What is a "Fair Tax"?

“The Fair Tax will take care of all the tax questions that have been proposed,” my friend in Osseo wrote.  “Remember, I told you, this tax code is only 139 pages, compared to over 70,000 in the current one. You really should just take a look at what it is all about.”

So I followed his advice and checked out the plan.

The “Fair Tax” is a proposal to replace the current income, capital gains and payroll taxes with a 23% consumption tax on new goods and services: no exceptions.

The Internal Revenue Service would go away. Workers and employers alike would not pay any tax on payroll - making wages less expensive for businesses.

Medicare and Social Security would be funded through money brought in by the new federal sales tax. The proponents of the tax say it is simple, transparent and fair to everyone. Those opposed say it would raise the cost of everything we buy.

The tax is transparent – you can see exactly how much you are going to pay. Your new car will cost nearly a quarter more; as will dog food and your prescription drugs.
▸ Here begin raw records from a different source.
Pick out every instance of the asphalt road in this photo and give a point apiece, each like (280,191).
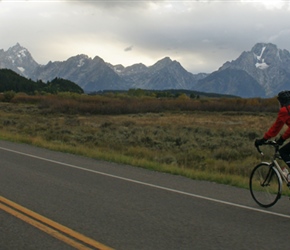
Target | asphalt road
(124,207)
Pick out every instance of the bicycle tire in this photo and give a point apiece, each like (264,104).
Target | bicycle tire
(265,184)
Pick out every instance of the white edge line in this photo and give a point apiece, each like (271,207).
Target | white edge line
(152,185)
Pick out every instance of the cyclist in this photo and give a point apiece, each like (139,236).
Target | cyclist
(282,118)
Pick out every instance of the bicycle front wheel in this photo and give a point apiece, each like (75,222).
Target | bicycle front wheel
(265,185)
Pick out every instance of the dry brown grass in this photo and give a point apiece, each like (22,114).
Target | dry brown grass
(211,145)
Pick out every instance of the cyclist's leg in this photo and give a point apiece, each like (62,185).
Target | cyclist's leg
(285,153)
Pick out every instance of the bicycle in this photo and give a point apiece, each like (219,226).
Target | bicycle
(267,178)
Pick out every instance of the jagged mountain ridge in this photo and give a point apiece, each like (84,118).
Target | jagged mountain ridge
(95,74)
(266,64)
(261,72)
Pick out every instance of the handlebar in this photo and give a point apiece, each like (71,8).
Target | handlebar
(271,143)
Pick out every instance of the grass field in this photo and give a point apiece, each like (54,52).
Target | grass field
(209,145)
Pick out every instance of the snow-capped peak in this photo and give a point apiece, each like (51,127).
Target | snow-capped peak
(261,61)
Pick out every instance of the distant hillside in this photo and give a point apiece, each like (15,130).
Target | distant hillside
(11,81)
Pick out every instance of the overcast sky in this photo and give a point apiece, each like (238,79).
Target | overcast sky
(201,35)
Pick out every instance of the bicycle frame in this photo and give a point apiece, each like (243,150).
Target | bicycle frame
(274,162)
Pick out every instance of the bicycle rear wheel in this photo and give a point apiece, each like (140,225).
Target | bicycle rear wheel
(265,185)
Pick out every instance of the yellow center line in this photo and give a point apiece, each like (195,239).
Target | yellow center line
(39,221)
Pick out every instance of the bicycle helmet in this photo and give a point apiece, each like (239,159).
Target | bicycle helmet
(284,98)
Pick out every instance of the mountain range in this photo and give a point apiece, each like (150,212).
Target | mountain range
(261,72)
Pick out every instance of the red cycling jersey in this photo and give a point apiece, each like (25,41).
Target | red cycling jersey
(283,118)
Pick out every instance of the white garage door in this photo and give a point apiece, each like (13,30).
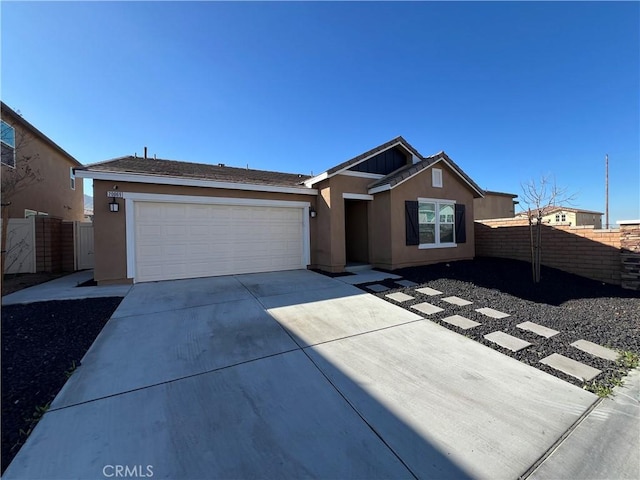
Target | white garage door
(181,240)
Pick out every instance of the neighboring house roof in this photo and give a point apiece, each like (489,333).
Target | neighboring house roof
(151,170)
(11,116)
(398,176)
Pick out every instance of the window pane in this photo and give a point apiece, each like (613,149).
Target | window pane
(8,156)
(446,213)
(446,233)
(426,213)
(427,233)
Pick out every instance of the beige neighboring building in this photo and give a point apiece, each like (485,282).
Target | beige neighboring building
(51,189)
(494,205)
(571,217)
(389,207)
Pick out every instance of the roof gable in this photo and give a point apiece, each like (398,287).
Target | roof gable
(405,173)
(200,171)
(352,164)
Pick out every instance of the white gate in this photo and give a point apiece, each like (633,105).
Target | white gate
(21,246)
(84,245)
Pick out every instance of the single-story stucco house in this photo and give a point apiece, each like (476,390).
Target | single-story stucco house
(389,207)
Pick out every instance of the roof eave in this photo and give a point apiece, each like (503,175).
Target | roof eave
(190,182)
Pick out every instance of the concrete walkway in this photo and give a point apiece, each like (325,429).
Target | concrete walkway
(289,375)
(65,288)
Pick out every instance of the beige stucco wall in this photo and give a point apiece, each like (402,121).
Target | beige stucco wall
(110,228)
(493,206)
(49,190)
(331,250)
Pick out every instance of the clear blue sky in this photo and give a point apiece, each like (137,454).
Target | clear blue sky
(510,91)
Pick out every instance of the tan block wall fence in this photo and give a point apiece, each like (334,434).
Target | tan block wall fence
(54,245)
(610,256)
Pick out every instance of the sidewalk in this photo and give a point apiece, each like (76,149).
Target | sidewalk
(65,288)
(606,444)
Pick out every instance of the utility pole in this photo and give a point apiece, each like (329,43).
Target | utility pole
(606,191)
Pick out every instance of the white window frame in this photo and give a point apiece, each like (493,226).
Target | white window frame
(436,177)
(438,202)
(13,147)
Every visit to the lawyer or insurance agent; every time you write a check; even your movie ticket and popcorn; you will be paying 23% more.

But is this good tax policy?

The tax is very transparent – everyone can see it on everything they buy; it is simple – which is its appeal. But is it fair?
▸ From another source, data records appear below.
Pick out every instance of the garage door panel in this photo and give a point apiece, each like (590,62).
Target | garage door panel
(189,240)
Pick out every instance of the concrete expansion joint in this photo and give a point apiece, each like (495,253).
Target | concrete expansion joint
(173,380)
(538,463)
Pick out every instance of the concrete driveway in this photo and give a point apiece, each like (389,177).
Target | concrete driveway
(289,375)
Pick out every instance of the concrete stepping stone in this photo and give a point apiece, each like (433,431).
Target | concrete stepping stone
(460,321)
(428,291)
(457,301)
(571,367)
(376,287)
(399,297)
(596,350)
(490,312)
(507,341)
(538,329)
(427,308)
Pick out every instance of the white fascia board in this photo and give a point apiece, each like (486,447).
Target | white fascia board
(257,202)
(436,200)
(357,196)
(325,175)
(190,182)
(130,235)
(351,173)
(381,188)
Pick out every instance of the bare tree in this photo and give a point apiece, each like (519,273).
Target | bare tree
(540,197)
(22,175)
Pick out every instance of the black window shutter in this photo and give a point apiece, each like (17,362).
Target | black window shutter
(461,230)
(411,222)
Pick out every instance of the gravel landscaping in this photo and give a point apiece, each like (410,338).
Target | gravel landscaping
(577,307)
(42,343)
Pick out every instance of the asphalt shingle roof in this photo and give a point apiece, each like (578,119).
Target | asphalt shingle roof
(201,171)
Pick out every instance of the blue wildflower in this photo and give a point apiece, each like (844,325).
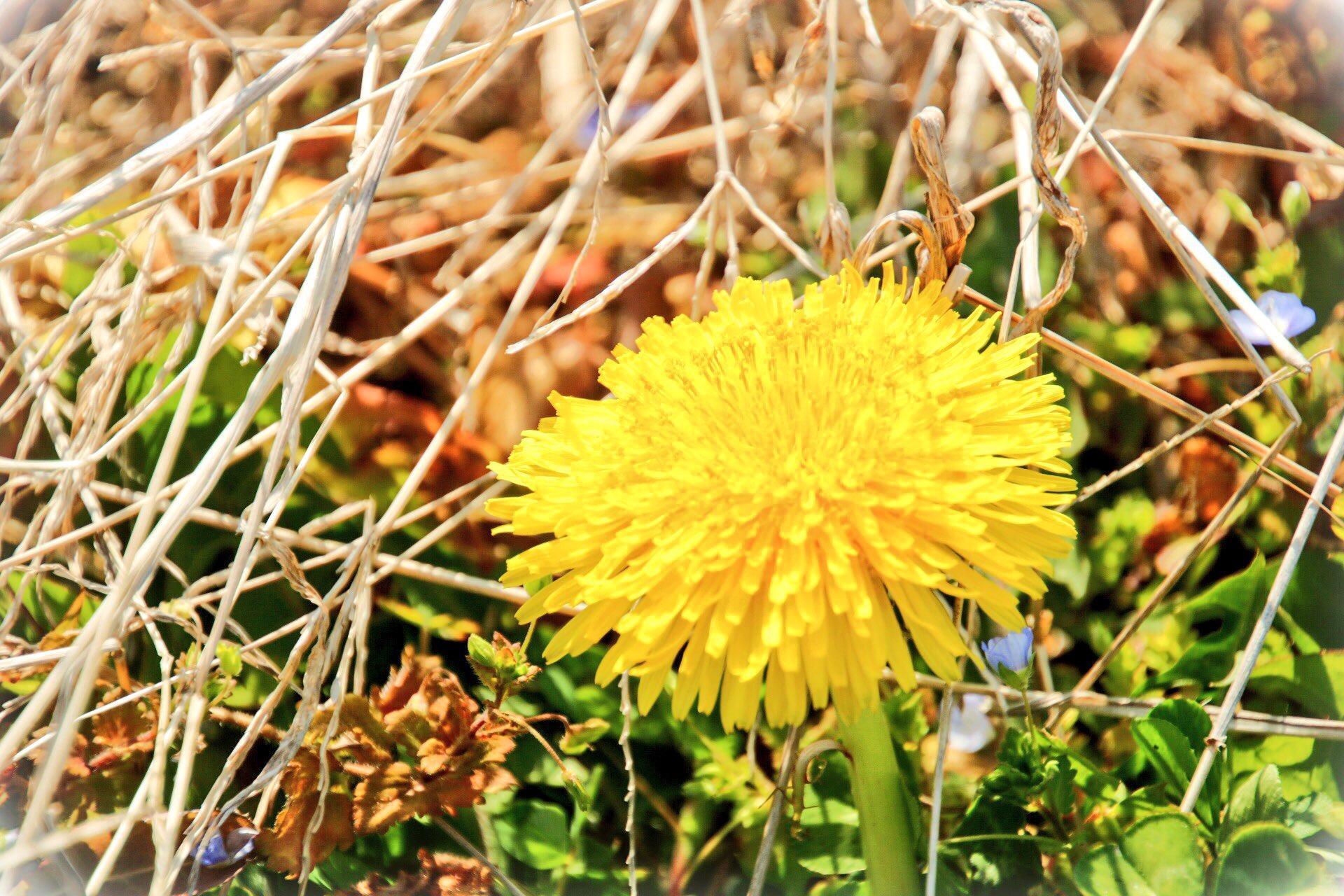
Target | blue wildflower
(1284,311)
(969,729)
(588,131)
(1009,656)
(226,848)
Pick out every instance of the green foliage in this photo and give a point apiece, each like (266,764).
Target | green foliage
(1158,856)
(1231,605)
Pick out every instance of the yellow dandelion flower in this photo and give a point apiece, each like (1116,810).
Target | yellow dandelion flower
(776,495)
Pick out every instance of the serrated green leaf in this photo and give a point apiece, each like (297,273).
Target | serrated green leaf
(1257,798)
(830,849)
(534,833)
(1264,859)
(1158,856)
(1231,603)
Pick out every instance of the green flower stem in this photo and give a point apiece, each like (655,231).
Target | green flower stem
(886,830)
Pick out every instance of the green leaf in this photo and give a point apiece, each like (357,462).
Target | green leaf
(1168,751)
(1264,859)
(1294,203)
(830,849)
(230,659)
(534,833)
(1315,681)
(1259,798)
(1171,739)
(1237,206)
(1231,603)
(1158,856)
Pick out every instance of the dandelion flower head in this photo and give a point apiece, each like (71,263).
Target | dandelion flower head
(776,495)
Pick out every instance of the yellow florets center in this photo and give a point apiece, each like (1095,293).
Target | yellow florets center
(769,488)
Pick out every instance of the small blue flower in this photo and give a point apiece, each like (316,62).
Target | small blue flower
(588,131)
(226,849)
(1009,656)
(969,729)
(1284,311)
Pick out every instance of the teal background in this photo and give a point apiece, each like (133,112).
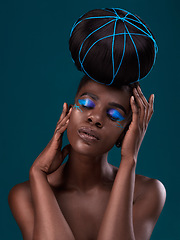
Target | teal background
(37,76)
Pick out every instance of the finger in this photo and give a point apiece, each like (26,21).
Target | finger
(142,96)
(141,106)
(135,112)
(63,114)
(151,108)
(62,121)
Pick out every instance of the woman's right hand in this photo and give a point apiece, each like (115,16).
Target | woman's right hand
(51,157)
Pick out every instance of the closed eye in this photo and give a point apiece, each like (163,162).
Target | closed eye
(115,115)
(87,103)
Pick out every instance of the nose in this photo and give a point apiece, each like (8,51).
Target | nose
(96,118)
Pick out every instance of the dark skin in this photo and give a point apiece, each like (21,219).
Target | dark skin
(88,198)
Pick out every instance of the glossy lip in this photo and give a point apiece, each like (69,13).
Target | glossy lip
(84,131)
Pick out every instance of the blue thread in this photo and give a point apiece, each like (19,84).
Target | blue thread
(123,19)
(77,107)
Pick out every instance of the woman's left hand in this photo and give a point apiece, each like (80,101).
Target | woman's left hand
(141,114)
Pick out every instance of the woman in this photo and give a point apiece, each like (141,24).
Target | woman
(88,198)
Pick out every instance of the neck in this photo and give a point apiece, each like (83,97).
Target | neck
(84,172)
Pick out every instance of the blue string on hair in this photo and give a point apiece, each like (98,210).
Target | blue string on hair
(126,19)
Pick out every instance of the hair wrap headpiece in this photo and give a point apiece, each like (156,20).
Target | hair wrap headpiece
(128,18)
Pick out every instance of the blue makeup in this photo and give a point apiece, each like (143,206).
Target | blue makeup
(77,107)
(86,103)
(112,113)
(115,115)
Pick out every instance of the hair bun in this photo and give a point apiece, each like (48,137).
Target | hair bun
(112,46)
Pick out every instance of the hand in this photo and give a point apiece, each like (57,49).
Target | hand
(51,157)
(141,114)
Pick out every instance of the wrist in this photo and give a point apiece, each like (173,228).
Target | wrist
(34,170)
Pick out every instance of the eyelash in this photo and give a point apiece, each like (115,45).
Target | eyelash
(84,103)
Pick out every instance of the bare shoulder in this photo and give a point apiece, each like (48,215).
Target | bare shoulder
(150,186)
(20,203)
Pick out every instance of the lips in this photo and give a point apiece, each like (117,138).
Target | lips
(88,134)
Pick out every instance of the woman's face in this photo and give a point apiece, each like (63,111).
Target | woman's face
(98,118)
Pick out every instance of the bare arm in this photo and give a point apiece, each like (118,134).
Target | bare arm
(122,221)
(49,222)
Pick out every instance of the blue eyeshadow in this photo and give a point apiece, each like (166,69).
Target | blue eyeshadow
(115,114)
(86,103)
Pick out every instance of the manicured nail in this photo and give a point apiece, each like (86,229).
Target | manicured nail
(67,121)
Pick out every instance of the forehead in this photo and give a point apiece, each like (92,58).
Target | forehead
(107,94)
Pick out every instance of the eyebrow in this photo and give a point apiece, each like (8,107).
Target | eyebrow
(111,103)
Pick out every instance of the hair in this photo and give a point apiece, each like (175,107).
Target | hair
(91,50)
(112,47)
People of more modest means spend a greater proportion of their income buying things. If you are of modest means, much of your money goes to items like food, medicine, housing, and transportation. These are all ‘consumable’ and, under the “Fair Tax”, taxable.
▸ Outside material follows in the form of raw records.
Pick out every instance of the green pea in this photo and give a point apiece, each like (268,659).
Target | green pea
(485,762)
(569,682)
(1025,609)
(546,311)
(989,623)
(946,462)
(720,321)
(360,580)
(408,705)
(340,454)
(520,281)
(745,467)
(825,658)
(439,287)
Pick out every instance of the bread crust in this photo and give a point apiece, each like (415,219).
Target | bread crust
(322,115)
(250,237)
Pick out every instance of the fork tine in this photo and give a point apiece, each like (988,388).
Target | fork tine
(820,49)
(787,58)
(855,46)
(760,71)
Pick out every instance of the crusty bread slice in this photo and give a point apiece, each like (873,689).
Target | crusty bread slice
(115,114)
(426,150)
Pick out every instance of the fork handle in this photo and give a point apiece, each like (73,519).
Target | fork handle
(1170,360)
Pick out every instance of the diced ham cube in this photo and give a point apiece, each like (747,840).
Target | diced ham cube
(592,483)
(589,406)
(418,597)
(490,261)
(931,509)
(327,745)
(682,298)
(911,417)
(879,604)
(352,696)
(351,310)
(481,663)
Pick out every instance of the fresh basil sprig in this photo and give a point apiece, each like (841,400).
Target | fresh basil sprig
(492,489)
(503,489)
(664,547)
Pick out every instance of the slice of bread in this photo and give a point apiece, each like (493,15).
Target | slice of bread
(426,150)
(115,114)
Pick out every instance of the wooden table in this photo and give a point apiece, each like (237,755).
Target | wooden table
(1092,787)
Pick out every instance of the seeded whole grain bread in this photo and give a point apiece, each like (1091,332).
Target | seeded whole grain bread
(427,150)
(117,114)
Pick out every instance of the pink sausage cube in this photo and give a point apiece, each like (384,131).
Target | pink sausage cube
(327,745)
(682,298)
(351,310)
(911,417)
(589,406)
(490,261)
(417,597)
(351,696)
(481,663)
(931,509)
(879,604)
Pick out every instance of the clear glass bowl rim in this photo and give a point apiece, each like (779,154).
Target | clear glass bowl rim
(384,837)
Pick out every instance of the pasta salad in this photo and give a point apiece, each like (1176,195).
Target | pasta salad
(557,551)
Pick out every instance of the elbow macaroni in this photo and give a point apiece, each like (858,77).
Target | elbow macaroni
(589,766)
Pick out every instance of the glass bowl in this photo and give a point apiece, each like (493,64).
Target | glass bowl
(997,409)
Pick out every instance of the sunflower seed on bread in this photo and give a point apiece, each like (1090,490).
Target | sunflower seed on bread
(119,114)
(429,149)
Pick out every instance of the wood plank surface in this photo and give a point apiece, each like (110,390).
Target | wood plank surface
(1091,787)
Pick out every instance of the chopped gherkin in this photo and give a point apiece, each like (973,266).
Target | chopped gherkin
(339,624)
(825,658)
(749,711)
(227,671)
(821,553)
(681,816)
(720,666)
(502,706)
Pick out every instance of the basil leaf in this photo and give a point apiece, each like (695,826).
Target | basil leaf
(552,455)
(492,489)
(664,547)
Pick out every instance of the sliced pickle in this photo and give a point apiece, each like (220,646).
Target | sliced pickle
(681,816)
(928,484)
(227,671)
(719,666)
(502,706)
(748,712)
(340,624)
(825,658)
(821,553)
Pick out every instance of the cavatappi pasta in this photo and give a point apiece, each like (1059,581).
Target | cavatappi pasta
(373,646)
Most of us realize that as we make more money, we spend more money.

But there is a limit to how much money one can spend on ‘things’ and the wealthy do not spend, proportionately, as much of their income on ‘consumables’.

As one gains wealth, some of that wealth is invested - in real estate, stocks, business investments and financial instruments. These are not taxed as ‘consumable’ even though buying property as an investment is something someone does with income – just as buying food is something someone does with income.

So the effect of a consumable tax is to shift the payment of taxes away from those with greater means to those with less means.

The “Fair Tax” movement has spread to some states. Missouri, South Carolina and Arkansas all had proposals introduced to eliminate the corporate and personal income tax and replace them with a much-expanded sales tax. To help off-set the burden of this tax sometimes a rebate was included for low-income people.

We can learn from other states about how fair a “Fair Tax” might be.

Tennessee for example has an expanded sales tax of almost 10% - although the rate is reduced for groceries. The effect of the tax is to make the poorest pay four times as much of their income as the wealthiest people.

According to the Institute on Taxation and Economic Policy (ITEP), Tennessee’s residents who are in the lowest 20% of income pay almost 12% of their income on taxes; while the top 1% of earners pay just 3.1%.

ITEP ranks Tennessee as the 4th most regressive state tax system in the US.

Just about everyone agrees taxes should be fair. But fair means so many different things to different people. One question to ask of tax changes is “how will the tax affect people at different levels of income?”

If a “Fair Tax” system means moving in the direction of Tennessee, I’d say the “Fair Tax” is anything but fair.